Now, that’s easy for me, since I haven’t really been following the “DC Universe” films. I saw (in fact I own) the second Nolen Batman film, The Dark Knight. But that’s about it. I really wasn’t interested in When Batman Met Superman or whatever it was called.
I wasn’t all that familiar with the source material, either–I know the basics of the character concept and I vaguely remember the old TV show. Okay, I remember Lynda Carter in the amazon outfit. But I can’t recall ever reading the comic book.

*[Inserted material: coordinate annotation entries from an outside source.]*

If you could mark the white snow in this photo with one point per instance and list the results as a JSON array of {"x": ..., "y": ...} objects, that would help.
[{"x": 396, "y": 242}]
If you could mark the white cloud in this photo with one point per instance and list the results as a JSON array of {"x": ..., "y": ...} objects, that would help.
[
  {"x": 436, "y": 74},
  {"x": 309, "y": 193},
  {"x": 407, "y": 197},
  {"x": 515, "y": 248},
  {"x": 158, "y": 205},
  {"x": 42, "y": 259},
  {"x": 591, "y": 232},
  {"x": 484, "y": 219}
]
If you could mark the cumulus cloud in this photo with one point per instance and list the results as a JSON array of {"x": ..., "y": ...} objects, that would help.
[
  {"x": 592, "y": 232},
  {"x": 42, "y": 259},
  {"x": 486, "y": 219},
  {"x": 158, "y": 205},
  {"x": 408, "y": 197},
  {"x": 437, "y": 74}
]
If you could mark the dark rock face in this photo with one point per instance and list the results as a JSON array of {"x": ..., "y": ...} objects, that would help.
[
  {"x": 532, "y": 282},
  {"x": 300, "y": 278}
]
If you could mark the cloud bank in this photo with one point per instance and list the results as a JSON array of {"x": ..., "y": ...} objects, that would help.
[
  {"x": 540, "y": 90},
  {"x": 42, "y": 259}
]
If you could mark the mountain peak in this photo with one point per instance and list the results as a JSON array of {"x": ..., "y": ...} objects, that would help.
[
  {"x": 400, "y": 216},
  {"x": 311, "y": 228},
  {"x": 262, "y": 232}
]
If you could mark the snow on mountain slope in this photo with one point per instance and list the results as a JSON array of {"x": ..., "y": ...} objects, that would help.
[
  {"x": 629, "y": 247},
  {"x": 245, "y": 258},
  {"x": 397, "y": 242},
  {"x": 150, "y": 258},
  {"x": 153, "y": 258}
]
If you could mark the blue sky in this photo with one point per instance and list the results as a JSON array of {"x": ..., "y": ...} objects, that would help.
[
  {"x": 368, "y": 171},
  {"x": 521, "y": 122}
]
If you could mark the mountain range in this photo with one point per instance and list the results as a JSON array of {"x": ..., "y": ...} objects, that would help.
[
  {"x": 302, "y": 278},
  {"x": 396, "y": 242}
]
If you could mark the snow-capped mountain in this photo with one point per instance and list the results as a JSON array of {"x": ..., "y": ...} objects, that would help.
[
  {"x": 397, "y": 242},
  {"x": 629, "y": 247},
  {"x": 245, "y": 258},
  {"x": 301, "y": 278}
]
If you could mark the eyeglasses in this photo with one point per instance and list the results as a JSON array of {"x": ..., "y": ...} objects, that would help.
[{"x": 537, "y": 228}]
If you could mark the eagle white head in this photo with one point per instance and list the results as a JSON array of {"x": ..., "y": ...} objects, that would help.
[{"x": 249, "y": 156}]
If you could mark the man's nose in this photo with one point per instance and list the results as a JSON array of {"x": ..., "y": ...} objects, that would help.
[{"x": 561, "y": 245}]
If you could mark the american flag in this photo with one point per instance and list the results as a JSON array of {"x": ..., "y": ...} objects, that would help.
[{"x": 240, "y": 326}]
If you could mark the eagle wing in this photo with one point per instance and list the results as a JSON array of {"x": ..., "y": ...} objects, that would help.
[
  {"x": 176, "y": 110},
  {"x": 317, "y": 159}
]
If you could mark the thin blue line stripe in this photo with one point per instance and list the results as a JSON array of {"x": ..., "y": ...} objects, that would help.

So when I went in to see Patty Jenkins’ Wonder Woman I was able to look at it from a fresh perspective. And what I saw was historical magical realism expounding upon a mythic theme.
Here I’ll put in my usual spoiler caution. I do try to avoid spoilers in my reviews and media discussions, however I will be talking about overarching themes and hence what I say may give away parts of the story. For this I apologize. Since I strongly recommend this film, I would urge my readers to go see it first, then read my analysis.
Comparisons have been made to the first Captain America film, and I think some of those are just the nature of the two films–all war movies are going to have certain scenes in common. There are moments that feel like a deliberate echo, though, but I think those echoes serve to show the contrast between the characters.
Captain Steve Rogers is Jack the Giant Killer. He’s everyman–“just a kid from Brooklyn” is how he puts it. He’s inspiring because he’s an ordinary man elevated to extraordinary heights without losing his essential humanity. He is “who we are”.
Diana is exactly the opposite. She is a goddess who has left Paradise to inspire mankind. She is “what we’re fighting for.”
Which is not to say that Diana is not herself a warrior–she is, and the combat sequences featuring Gal Gadot are some of the best that I have seen in any action film. A bit heavy on the “bullet-time” upon occasion, but I see that more as a symptom of the current state of the art than a reflection on Jenkins’ filmmaking. It’s like split screen in the 1970s–everybody does it.
But despite the title, Diana is not a woman. Not a human female. She is a goddess, in the classical Greek sense of a personification of virtue, like a muse or the classical image of Lady Justice. She represents an ideal, the best that the human race can be, just, courageous, merciful, and strong. Gadot pulls off that character marvelously, combining innocence and wisdom. When she charges into battle you want to follow her, because she represents what we are meant to be, and what we are meant to do. The violence in Wonder Woman is purposeful violence, the strong rising up to defend the weak.
We see this inspiration in the character of Steve Trevor, played to perfection by Chris Pine. He’s the everyman in this film, and his growing comprehension that he is in the presence of divinity makes us believe in Diana. The small but delightful supporting cast of misfits that aids Diana and Trevor in their mission echoes Captain America’s “Howling Commandos”, but with a significant difference. Diana’s followers are men who have lost their inspiration, men in whom the spark of virtue is all but extinguished until she fans it into life again.
All in all, a magnificent film–an inspiring film. I left the theater feeling good about humanity.